Google released 1.9 and we at Red Sift celebrated with Russian pies. When we got back to the keyboard, we could finally finish up something pretty special  – Golang is now available on our server-less compute platform, Red Sift, and it is a game-changer.

Kulebyaka is a Top 10 food for the gang here at Red Sift. Hence pie shot. Enjoy.

At Red Sift, most of our platform is written in Go and we love working with it. Yet, we had not officially released support for 3rd party code in Go on our server-less environment. Today, it’s here and we are taking the wraps off.

Settle in, we are going to build a mini Elastic Cloud in Go and run it on our own server-less computing platform.

This ain’t no hello world.

If you are new to Red Sift, our colleague Mike has previously posted on why we exist and what makes us different — I recommend you read it as we are a secure, state-full, server-less platform for when you need to do more than a few admin functions. We are going to turn those features into some serious code.

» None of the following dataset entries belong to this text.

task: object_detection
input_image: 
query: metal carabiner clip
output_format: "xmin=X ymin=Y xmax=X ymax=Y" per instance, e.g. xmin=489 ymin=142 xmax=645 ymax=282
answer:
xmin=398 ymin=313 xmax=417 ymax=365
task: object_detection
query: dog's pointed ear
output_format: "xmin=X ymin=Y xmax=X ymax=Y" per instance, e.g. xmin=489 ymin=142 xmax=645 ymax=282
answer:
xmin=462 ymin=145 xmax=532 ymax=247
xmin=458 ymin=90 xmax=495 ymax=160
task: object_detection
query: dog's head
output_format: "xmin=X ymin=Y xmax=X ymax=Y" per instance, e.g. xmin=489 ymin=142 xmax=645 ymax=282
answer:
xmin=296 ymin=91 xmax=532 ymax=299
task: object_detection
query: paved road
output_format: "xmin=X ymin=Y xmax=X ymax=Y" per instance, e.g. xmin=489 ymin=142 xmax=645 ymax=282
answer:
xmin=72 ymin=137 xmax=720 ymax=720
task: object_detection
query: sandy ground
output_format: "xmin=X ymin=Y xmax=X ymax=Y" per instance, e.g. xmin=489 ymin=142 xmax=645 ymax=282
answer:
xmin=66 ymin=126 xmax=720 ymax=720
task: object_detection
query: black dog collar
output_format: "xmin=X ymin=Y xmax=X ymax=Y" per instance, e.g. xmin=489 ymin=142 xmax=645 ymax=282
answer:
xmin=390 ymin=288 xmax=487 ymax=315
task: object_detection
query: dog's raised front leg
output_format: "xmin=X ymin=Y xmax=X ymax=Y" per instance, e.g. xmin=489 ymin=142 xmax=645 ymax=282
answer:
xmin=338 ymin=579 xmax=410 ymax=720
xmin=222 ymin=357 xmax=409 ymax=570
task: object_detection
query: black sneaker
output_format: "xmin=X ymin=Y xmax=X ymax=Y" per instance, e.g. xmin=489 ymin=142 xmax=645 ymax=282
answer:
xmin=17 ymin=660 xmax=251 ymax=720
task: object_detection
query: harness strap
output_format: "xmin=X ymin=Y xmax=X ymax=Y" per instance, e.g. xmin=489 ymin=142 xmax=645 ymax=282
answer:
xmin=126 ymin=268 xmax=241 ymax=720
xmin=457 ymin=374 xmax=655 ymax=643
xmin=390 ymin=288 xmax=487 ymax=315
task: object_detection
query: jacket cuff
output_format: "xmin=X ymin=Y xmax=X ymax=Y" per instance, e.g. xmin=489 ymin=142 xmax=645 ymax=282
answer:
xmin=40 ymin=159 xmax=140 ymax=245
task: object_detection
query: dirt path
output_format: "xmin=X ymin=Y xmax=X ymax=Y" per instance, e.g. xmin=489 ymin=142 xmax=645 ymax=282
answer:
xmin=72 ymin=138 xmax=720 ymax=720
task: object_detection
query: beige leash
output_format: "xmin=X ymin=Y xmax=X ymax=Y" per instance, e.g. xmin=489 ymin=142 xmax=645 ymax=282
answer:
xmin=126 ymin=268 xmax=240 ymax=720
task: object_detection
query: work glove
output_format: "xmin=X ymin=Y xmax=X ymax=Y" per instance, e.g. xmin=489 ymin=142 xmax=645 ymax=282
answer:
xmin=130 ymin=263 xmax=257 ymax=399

First, we need some data we can index. Majestic publishes a dense CSV of the top million of the best-indexed sites on a daily refresh. We are going to write some code to index the first thousand from this index and serve an API that we can query for content via free text search.

The challenge, let’s stand up a service that can refresh this data daily, index the domains and the attributes and serve a simple REST+JSON API that is fast enough for type ahead completion. We are going to do this on our server-less platform entirely in Go and we are not going to spin up any thing outside our sandbox — no cheating with external hosted APIs.

Wait, what. If we unpack this we quickly realize that this would need persistence, scheduled tasks, HTTP request/response, some form of index update synchronization and a ton of code and knowhow to essentially recreate a lookalike of a hosted Elasticsearch with our data set.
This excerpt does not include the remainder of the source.